What’s caught your eye during the Burt Munro Challenge 2021?
Our team loves when the Burt Munro Challenge rolls into town, and 2021 is no exception.
Classic Motorcycle Mecca is the place to be during the challenge, and we have an absolute ball chatting to those who pop into the museum to check out our collection of vintage and veteran bikes.
So, what’s really taken the fancy of our visitors this year?
There’s no doubt about it – guests are blown away by the sheer size and scale of the collection at Classic Motorcycle Mecca. Recently-completed renovations have transformed our museum into a massive space: spanning three floors, and two full inner-city buildings.
And, trust us, despite its size Classic Motorcycle Mecca is chocka with some of the most incredible bikes ever made.
Julian Jones, from Auckland, was in town for his third Burt Munro Challenge. 2021 marked his first visit to Classic Motorcycle Mecca – and he says it lived up to the hype.
“I’ve never seen more Vincents, so many Broughs – I just can’t believe it. I’ve been around bikes my whole life but there’s some models in here I never even knew existed. I just think the amount of bikes is phenomenal,” he says.
As far as standouts go? He reckons you can’t go past the 2007 Vincent Black Shadow.
“It’s hard to choose just one bike, because there’s so many of them, but that one was definitely quite interesting.”
Self-professed petrolheads Dennis Roderick and Jane Black, from the Kapiti Coast, couldn’t pick a favourite bike amongst the collection – there are just too many beauties to choose from.
“We’ve gone round quite a few of the bikes so far, but we’re still going – we’ll be here for quite a while. There’s a lot to see, isn’t there?” Roderick says.
Black says the stories accompanying each of the classic motorcycles were just as impressive as the bikes themselves.
“I’m really enjoying the history, all of the information. Things like, I remember Ginger Molloy riding back in the 1970s.
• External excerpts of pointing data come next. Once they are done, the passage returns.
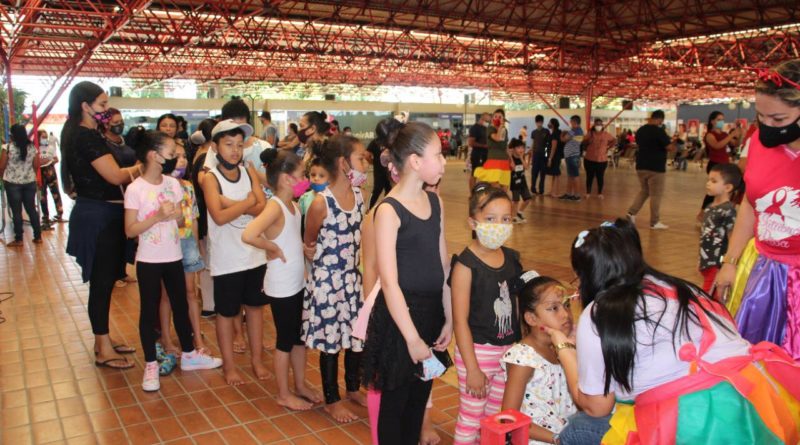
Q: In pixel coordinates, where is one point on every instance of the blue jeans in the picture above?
(583, 429)
(20, 195)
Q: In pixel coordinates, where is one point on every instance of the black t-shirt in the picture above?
(493, 317)
(86, 146)
(478, 132)
(652, 154)
(541, 142)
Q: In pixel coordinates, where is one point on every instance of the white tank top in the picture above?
(227, 252)
(286, 279)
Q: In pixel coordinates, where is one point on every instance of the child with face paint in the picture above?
(152, 208)
(192, 260)
(536, 385)
(277, 231)
(233, 197)
(484, 283)
(333, 292)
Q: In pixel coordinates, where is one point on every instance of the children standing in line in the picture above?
(233, 198)
(277, 231)
(723, 185)
(536, 385)
(519, 185)
(152, 206)
(333, 292)
(412, 313)
(484, 282)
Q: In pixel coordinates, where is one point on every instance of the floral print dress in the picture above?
(333, 289)
(547, 400)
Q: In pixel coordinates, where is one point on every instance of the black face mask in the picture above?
(302, 136)
(169, 165)
(227, 165)
(771, 137)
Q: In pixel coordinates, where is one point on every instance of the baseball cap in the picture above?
(230, 124)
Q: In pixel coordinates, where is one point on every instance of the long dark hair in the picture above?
(611, 267)
(20, 138)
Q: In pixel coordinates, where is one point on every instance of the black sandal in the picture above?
(107, 364)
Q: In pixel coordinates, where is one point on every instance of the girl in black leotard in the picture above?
(411, 319)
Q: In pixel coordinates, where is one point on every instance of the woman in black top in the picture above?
(96, 233)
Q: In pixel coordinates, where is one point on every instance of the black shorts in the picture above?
(478, 157)
(233, 290)
(287, 313)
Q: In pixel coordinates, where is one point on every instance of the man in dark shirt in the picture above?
(540, 138)
(479, 145)
(651, 166)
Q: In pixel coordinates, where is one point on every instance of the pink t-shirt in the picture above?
(160, 243)
(656, 361)
(773, 189)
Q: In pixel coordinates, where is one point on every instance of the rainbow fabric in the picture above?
(749, 399)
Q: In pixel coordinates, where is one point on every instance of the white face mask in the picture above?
(493, 235)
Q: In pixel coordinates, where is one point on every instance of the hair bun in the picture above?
(268, 156)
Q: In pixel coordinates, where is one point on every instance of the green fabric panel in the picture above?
(720, 415)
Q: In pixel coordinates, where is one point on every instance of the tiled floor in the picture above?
(50, 392)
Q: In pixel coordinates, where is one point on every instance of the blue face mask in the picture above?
(318, 187)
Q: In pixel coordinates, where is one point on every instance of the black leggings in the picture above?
(150, 276)
(401, 413)
(105, 271)
(329, 370)
(380, 184)
(595, 169)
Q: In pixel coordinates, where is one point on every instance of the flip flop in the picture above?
(124, 349)
(121, 349)
(107, 363)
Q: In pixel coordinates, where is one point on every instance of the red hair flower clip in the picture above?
(768, 75)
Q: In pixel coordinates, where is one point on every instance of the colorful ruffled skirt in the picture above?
(741, 400)
(494, 171)
(746, 263)
(770, 305)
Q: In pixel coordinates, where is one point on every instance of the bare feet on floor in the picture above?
(232, 376)
(294, 403)
(340, 413)
(357, 397)
(309, 394)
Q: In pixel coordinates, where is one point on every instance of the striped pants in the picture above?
(472, 409)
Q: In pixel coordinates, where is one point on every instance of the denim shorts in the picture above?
(573, 166)
(192, 261)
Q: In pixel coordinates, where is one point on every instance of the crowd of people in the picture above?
(252, 222)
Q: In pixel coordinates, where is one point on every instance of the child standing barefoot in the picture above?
(233, 197)
(333, 293)
(412, 313)
(483, 281)
(536, 383)
(277, 231)
(152, 206)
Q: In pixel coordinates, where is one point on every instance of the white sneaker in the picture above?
(192, 361)
(150, 381)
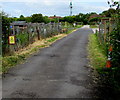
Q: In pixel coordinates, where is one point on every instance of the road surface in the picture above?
(58, 71)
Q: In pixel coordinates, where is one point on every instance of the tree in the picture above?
(37, 18)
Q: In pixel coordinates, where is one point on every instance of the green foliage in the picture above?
(109, 12)
(96, 53)
(22, 38)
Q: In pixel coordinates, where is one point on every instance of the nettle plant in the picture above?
(115, 35)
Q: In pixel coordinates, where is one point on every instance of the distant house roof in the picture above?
(18, 23)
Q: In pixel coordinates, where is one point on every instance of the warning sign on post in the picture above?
(12, 40)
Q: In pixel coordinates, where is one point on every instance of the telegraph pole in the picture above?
(71, 8)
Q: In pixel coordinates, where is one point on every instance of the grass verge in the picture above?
(93, 26)
(108, 78)
(96, 53)
(20, 56)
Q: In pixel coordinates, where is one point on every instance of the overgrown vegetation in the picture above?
(96, 53)
(108, 77)
(93, 26)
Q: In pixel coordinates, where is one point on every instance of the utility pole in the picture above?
(71, 8)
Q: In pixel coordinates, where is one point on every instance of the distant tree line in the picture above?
(39, 18)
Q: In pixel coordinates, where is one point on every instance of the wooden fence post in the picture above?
(105, 31)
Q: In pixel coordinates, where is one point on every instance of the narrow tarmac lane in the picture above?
(59, 71)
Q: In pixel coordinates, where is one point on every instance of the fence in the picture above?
(105, 28)
(28, 33)
(108, 36)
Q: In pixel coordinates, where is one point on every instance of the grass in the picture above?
(20, 56)
(108, 77)
(96, 53)
(93, 26)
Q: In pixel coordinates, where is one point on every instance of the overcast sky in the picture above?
(16, 8)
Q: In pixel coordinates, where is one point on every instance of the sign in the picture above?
(12, 40)
(11, 26)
It’s been really interesting.”
Warren McFarlane was part of a group of nine mates – six riders, and three people in a ‘support vehicle’ – who made the journey down to Invercargill for the Burt from Napier.
While admittedly not as much of a motorbike enthusiast as some of his crew, “everybody I told I was coming here said the same thing – ‘you’ve got to go and check this out’.”
For him, learning more – and being able to see – the developments in the engineering and technology of the motorcycles on display was pretty fascinating stuff.
“Just seeing the way the bikes developed over the years, going from those early ones from 1902 and then bikes from just 10 years later, where the way they were put together was so different in comparison, it’s been really interesting,” he says.